Un riconoscimento che rafforza l’attrattività del campus di Arcavacata
Per la terza volta di seguito l’Università della Calabria occupa il primo posto nella categoria Censis dedicata agli atenei con una fascia di iscritti compresa tra 20.000 e 40.000. Il risultato, accolto con soddisfazione dalle istituzioni locali, è stato commentato dal sindaco di Cosenza, Franz Caruso, che ha inviato un messaggio di congratulazioni al rettore, prof. Gianluigi Greco.
Secondo l’amministrazione comunale, la conferma del primato evidenzia non solo la qualità dell’offerta formativa, ma anche l’efficacia dei servizi rivolti agli studenti, elementi ritenuti fondamentali per l’attrazione di giovani da altre regioni e dall’estero. Il sindaco ha voluto porre l’accento sulla capacità dell’ateneo di rispondere ai mutamenti che interessano il sistema universitario nazionale e sul ruolo svolto nel potenziamento dell’offerta educativa.
“La conferma del primato dell’Università della Calabria nella classifica annuale degli atenei nazionali ... è un risultato che deve essere accolto con grande soddisfazione e compiacimento e che riafferma una leadership ampiamente meritata dall’Unical”
Nel suo intervento Caruso ha inoltre richiamato il lavoro congiunto tra Comune e ateneo, evidenziando iniziative già avviate: tra queste, l’attivazione di corsi del polo sanitario nel centro storico cittadino e altre iniziative di collaborazione che, secondo il primo cittadino, rafforzano i legami tra città e università e contribuiscono allo sviluppo locale.
Conseguenze per la città e per gli studenti
- Attrattività: un primato nazionale aumenta la capacità del campus di richiamare studenti da fuori regione e dall’estero.

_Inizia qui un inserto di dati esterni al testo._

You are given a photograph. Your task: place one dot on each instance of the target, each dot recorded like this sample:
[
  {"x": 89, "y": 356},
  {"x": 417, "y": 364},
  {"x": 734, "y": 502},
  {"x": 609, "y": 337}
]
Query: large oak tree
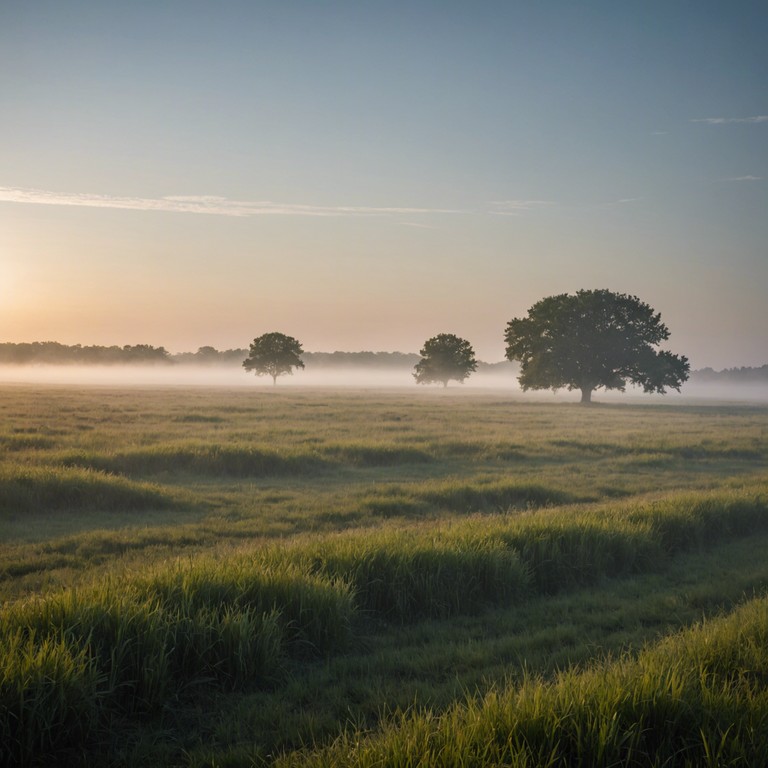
[
  {"x": 445, "y": 357},
  {"x": 274, "y": 354},
  {"x": 593, "y": 339}
]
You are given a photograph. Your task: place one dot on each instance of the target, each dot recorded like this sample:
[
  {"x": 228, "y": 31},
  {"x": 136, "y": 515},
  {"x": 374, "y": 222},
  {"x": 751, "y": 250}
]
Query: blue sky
[{"x": 366, "y": 175}]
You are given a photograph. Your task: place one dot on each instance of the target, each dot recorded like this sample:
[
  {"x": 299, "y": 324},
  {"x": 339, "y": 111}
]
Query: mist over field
[{"x": 500, "y": 377}]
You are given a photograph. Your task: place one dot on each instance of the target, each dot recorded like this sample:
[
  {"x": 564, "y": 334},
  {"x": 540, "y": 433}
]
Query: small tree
[
  {"x": 274, "y": 354},
  {"x": 445, "y": 357},
  {"x": 593, "y": 339}
]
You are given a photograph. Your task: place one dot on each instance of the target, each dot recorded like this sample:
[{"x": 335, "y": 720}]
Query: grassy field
[{"x": 232, "y": 577}]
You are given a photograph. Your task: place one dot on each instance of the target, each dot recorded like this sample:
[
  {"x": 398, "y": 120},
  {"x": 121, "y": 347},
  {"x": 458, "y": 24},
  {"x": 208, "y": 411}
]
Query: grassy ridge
[
  {"x": 29, "y": 490},
  {"x": 698, "y": 698},
  {"x": 230, "y": 622}
]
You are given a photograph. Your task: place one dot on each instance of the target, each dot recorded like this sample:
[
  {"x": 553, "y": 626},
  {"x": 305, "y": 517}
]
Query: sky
[{"x": 365, "y": 175}]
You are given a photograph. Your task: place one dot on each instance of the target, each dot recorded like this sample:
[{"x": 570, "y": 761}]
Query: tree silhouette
[
  {"x": 590, "y": 340},
  {"x": 445, "y": 357},
  {"x": 274, "y": 354}
]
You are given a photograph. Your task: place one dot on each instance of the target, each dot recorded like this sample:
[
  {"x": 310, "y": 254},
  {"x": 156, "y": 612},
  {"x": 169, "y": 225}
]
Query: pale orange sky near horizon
[{"x": 365, "y": 178}]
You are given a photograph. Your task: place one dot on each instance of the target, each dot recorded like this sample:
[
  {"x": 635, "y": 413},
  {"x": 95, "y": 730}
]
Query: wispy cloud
[
  {"x": 516, "y": 207},
  {"x": 203, "y": 204},
  {"x": 723, "y": 120}
]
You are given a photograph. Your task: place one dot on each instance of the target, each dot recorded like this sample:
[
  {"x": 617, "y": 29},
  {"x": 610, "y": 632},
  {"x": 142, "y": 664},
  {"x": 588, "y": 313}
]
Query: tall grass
[
  {"x": 232, "y": 622},
  {"x": 698, "y": 698},
  {"x": 25, "y": 490}
]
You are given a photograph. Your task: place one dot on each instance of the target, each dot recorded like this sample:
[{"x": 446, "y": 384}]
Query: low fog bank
[
  {"x": 234, "y": 376},
  {"x": 500, "y": 377}
]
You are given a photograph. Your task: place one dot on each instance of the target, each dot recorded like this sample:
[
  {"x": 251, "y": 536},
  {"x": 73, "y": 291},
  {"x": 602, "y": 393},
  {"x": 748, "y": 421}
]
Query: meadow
[{"x": 201, "y": 576}]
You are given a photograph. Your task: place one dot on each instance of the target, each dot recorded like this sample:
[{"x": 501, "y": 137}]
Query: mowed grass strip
[
  {"x": 696, "y": 698},
  {"x": 206, "y": 459},
  {"x": 29, "y": 489},
  {"x": 244, "y": 459}
]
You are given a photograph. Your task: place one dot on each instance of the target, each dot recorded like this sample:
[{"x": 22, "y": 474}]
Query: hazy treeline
[
  {"x": 54, "y": 353},
  {"x": 731, "y": 376}
]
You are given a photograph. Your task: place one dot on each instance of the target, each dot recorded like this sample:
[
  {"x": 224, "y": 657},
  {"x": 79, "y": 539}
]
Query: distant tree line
[
  {"x": 731, "y": 376},
  {"x": 51, "y": 352}
]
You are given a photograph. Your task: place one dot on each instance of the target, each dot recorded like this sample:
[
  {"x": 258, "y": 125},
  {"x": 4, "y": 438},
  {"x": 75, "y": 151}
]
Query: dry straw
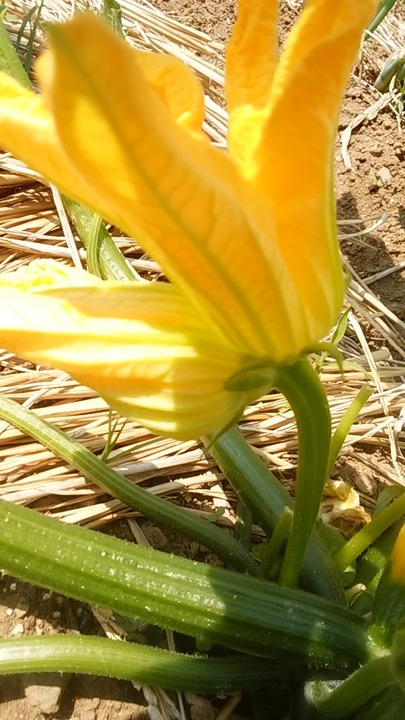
[{"x": 31, "y": 227}]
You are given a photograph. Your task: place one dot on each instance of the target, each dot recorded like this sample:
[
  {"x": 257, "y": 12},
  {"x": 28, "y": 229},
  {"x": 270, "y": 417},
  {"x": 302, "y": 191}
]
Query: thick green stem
[
  {"x": 105, "y": 258},
  {"x": 162, "y": 511},
  {"x": 276, "y": 543},
  {"x": 301, "y": 386},
  {"x": 354, "y": 692},
  {"x": 260, "y": 490},
  {"x": 369, "y": 534},
  {"x": 129, "y": 661},
  {"x": 384, "y": 7},
  {"x": 343, "y": 429},
  {"x": 215, "y": 605}
]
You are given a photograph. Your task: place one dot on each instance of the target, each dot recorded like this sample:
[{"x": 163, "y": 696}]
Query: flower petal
[
  {"x": 251, "y": 60},
  {"x": 293, "y": 162},
  {"x": 141, "y": 347}
]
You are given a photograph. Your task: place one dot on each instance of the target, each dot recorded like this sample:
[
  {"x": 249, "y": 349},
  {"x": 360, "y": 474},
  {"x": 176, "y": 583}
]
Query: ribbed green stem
[
  {"x": 301, "y": 386},
  {"x": 343, "y": 429},
  {"x": 276, "y": 542},
  {"x": 103, "y": 253},
  {"x": 354, "y": 692},
  {"x": 367, "y": 535},
  {"x": 10, "y": 63},
  {"x": 260, "y": 490},
  {"x": 162, "y": 511},
  {"x": 215, "y": 605},
  {"x": 128, "y": 661},
  {"x": 384, "y": 7}
]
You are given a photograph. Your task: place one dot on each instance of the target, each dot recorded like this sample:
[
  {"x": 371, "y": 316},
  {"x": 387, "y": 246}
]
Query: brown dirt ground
[{"x": 374, "y": 186}]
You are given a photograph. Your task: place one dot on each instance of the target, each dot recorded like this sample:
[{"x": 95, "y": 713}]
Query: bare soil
[{"x": 375, "y": 185}]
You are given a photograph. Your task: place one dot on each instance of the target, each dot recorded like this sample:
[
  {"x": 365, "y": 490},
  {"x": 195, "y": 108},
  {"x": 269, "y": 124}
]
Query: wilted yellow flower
[{"x": 247, "y": 238}]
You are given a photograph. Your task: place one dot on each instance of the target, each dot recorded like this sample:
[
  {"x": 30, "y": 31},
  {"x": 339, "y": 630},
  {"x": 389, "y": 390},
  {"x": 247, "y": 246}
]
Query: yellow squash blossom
[{"x": 247, "y": 238}]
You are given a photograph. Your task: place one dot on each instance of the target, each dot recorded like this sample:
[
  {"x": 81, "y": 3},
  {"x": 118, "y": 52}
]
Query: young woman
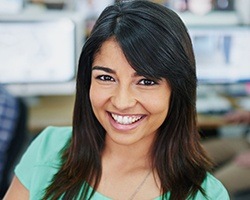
[{"x": 134, "y": 132}]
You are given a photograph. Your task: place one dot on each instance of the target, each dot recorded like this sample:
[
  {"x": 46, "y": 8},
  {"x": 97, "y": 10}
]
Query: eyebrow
[{"x": 108, "y": 70}]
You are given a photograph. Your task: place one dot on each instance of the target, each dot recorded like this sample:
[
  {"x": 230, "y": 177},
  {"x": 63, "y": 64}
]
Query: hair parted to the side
[{"x": 156, "y": 44}]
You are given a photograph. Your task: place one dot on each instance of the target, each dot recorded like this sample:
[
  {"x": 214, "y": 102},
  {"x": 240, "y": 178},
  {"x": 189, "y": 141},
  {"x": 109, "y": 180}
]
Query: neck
[{"x": 138, "y": 154}]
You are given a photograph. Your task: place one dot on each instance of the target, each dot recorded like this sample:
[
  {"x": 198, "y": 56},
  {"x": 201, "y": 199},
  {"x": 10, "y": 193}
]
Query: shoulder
[
  {"x": 214, "y": 188},
  {"x": 42, "y": 159}
]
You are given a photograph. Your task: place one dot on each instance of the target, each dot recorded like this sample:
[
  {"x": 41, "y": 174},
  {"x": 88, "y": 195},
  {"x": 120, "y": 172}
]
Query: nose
[{"x": 123, "y": 98}]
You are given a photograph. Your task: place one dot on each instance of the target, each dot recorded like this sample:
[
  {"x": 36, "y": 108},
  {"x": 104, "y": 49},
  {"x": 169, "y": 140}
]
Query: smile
[{"x": 125, "y": 119}]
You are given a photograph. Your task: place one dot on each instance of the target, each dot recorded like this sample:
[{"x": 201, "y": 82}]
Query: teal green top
[{"x": 42, "y": 160}]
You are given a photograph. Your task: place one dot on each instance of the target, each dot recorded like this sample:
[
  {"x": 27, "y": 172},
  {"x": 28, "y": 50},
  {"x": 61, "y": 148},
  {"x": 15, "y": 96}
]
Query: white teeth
[{"x": 125, "y": 119}]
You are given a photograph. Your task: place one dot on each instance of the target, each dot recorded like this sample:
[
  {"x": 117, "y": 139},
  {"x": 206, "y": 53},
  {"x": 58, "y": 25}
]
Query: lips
[{"x": 126, "y": 120}]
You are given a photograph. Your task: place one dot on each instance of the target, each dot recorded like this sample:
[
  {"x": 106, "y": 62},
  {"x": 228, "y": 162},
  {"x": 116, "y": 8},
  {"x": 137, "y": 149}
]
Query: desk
[{"x": 58, "y": 111}]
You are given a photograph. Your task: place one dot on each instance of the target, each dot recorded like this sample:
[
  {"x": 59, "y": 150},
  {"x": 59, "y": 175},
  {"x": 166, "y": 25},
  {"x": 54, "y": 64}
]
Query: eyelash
[
  {"x": 146, "y": 82},
  {"x": 105, "y": 78}
]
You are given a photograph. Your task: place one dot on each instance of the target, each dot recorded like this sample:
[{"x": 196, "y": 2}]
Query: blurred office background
[{"x": 40, "y": 42}]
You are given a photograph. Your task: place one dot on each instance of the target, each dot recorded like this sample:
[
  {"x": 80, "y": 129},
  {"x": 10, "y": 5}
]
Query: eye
[
  {"x": 105, "y": 78},
  {"x": 147, "y": 82}
]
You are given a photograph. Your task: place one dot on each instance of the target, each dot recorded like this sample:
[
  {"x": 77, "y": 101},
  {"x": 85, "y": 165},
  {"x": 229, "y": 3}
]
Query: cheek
[
  {"x": 157, "y": 104},
  {"x": 98, "y": 97}
]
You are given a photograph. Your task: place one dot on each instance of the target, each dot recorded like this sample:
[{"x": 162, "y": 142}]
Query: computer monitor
[
  {"x": 222, "y": 53},
  {"x": 38, "y": 54}
]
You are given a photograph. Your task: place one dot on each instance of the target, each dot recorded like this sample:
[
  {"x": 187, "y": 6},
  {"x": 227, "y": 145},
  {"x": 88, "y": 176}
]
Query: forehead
[{"x": 110, "y": 55}]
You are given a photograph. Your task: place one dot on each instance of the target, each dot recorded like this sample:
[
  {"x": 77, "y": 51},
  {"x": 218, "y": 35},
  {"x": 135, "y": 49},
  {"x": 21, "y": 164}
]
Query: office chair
[{"x": 18, "y": 142}]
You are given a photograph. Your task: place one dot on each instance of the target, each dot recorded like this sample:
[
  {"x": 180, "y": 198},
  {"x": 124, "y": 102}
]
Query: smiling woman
[{"x": 134, "y": 132}]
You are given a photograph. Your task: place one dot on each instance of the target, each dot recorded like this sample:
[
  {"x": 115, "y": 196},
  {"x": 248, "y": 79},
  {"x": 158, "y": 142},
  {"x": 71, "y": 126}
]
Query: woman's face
[{"x": 129, "y": 106}]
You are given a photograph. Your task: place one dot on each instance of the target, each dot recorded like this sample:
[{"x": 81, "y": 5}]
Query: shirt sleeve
[{"x": 43, "y": 151}]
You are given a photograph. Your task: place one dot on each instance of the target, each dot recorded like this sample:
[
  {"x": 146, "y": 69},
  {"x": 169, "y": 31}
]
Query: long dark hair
[{"x": 156, "y": 44}]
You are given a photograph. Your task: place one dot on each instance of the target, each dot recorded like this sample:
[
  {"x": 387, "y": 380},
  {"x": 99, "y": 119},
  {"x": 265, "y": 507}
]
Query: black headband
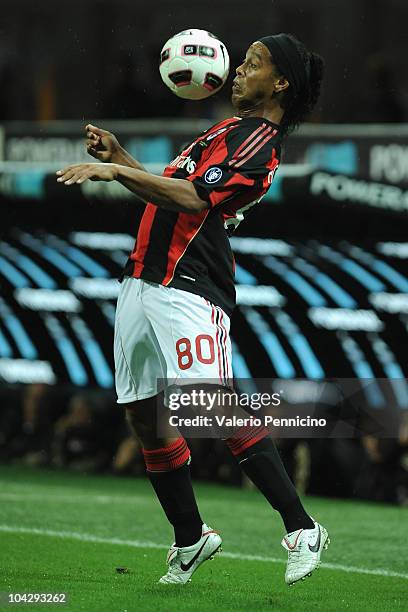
[{"x": 288, "y": 59}]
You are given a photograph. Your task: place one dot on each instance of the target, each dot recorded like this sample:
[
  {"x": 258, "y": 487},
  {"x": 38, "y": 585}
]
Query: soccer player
[{"x": 175, "y": 302}]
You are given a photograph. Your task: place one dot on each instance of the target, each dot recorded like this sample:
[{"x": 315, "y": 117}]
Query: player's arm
[{"x": 173, "y": 194}]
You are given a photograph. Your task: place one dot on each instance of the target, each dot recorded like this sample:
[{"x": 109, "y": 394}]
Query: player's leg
[
  {"x": 167, "y": 466},
  {"x": 260, "y": 461},
  {"x": 178, "y": 318},
  {"x": 139, "y": 366}
]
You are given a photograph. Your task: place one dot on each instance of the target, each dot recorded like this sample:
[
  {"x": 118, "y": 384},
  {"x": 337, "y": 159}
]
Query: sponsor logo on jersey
[
  {"x": 185, "y": 162},
  {"x": 213, "y": 175}
]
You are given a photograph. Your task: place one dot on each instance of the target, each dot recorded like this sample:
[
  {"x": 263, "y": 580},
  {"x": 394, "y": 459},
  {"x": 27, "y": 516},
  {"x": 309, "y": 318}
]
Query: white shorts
[{"x": 166, "y": 336}]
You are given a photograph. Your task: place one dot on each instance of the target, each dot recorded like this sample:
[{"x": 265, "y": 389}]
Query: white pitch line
[{"x": 85, "y": 537}]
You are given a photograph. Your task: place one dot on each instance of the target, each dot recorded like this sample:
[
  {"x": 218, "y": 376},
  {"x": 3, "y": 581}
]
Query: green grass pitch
[{"x": 67, "y": 533}]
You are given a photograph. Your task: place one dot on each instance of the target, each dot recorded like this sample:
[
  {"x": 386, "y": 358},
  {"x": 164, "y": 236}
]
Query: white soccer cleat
[
  {"x": 183, "y": 562},
  {"x": 304, "y": 548}
]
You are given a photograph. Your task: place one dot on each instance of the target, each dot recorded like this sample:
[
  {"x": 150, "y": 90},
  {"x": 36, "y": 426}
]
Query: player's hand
[
  {"x": 101, "y": 144},
  {"x": 78, "y": 173}
]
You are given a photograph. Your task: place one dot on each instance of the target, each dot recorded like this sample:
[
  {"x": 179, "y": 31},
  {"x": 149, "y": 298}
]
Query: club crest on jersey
[{"x": 213, "y": 175}]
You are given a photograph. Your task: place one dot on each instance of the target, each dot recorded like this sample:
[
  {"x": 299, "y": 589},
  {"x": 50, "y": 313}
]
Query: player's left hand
[{"x": 78, "y": 173}]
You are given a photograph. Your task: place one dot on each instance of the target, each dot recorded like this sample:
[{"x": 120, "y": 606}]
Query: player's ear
[{"x": 281, "y": 84}]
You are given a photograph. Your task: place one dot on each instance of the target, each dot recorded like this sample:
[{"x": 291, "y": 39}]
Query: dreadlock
[{"x": 298, "y": 106}]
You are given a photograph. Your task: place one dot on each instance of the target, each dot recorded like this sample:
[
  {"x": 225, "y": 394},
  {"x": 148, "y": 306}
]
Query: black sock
[
  {"x": 261, "y": 462},
  {"x": 176, "y": 496}
]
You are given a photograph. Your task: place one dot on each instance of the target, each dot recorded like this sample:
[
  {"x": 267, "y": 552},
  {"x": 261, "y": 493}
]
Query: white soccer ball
[{"x": 194, "y": 64}]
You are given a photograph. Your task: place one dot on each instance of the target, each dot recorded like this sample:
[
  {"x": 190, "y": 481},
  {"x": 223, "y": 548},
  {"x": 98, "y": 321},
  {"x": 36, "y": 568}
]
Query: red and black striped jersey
[{"x": 231, "y": 166}]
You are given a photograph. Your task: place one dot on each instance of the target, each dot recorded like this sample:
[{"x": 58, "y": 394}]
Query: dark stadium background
[{"x": 323, "y": 288}]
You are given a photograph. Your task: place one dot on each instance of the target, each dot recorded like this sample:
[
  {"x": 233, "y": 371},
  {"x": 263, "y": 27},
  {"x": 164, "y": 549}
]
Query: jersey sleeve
[{"x": 237, "y": 164}]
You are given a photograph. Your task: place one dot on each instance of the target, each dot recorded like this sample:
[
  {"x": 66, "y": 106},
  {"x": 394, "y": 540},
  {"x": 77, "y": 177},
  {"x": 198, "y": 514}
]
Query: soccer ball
[{"x": 194, "y": 64}]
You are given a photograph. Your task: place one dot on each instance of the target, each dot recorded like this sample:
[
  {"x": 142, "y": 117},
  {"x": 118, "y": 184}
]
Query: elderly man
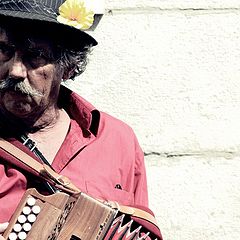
[{"x": 43, "y": 43}]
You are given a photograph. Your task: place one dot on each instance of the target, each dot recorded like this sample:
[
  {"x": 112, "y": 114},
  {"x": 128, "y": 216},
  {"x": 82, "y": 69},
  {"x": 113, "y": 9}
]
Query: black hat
[{"x": 71, "y": 17}]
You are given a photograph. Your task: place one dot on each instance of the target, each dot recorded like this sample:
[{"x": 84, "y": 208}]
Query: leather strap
[
  {"x": 63, "y": 182},
  {"x": 42, "y": 170}
]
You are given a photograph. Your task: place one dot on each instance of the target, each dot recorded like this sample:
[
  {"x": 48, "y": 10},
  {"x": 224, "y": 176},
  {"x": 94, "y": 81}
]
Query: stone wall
[{"x": 171, "y": 70}]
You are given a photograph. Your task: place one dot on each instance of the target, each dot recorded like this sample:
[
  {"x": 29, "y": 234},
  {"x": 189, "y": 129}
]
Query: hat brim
[{"x": 73, "y": 35}]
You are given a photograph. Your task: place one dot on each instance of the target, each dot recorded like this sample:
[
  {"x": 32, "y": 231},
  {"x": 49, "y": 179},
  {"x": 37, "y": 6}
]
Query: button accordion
[{"x": 72, "y": 217}]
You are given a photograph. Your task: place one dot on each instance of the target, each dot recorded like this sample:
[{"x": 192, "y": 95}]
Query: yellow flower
[{"x": 74, "y": 13}]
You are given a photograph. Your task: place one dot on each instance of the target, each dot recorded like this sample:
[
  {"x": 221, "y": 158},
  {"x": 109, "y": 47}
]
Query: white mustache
[{"x": 19, "y": 86}]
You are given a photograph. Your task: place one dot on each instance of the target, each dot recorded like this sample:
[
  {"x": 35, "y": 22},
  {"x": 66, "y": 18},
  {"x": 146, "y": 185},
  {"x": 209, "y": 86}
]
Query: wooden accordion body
[{"x": 64, "y": 217}]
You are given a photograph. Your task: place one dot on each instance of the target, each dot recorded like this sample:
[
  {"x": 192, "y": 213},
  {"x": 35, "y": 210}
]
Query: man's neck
[{"x": 50, "y": 138}]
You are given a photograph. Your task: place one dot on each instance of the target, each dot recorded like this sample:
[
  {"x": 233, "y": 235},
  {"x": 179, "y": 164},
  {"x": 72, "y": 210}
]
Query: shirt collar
[{"x": 83, "y": 112}]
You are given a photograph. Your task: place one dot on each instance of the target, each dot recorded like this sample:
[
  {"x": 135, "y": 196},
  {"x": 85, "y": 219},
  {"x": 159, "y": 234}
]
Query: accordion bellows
[{"x": 64, "y": 217}]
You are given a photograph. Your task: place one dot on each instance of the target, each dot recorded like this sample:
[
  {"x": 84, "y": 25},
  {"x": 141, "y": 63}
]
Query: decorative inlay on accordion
[{"x": 64, "y": 217}]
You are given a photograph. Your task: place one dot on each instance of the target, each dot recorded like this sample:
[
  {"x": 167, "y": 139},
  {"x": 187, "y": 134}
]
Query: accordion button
[
  {"x": 31, "y": 201},
  {"x": 22, "y": 219},
  {"x": 27, "y": 227},
  {"x": 22, "y": 235},
  {"x": 17, "y": 227},
  {"x": 32, "y": 218},
  {"x": 12, "y": 236},
  {"x": 26, "y": 210},
  {"x": 36, "y": 209}
]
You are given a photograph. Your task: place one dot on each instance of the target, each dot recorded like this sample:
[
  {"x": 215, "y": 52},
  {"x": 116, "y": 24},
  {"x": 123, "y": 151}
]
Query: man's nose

- Servizi: il riconoscimento testimonia la qualità delle strutture e dei servizi, fattori che incidono sulla vita quotidiana degli iscritti.
- Collaborazioni: la sinergia tra Comune e Università può favorire progetti formativi, iniziative nel centro storico e ricadute economiche per il territorio.
Il Comune ha messo in evidenza il lavoro del rettore, prof. Gianluigi Greco, sottolineando che il suo insediamento ha dato impulso a processi di sviluppo già in corso. Il valore simbolico del risultato si lega alle politiche locali volte a rafforzare il polo universitario come volano per la crescita culturale ed economica di Cosenza.
Dati essenziali
| Voce | Informazione |
|---|---|
| Fascia iscritti | 20.000 - 40.000 |
| Posizione Censis | 1° (per il terzo anno consecutivo) |
Per la comunità cittadina, il risultato rappresenta un motivo di orgoglio istituzionale e un'opportunità concreta per continuare a rafforzare il rapporto tra città e ateneo. Le ricadute attese riguardano sia l’immagine di Cosenza a livello nazionale sia aspetti pratici, quali la domanda abitativa studentesca, l’offerta commerciale e culturale rivolta ai giovani e la possibilità di nuovi progetti condivisi tra amministrazione e Università.
Resta ora da seguire le prossime mosse dell’ateneo e del Comune per tradurre il riconoscimento in iniziative operative che possano consolidare ulteriormente il ruolo del campus nella vita della città.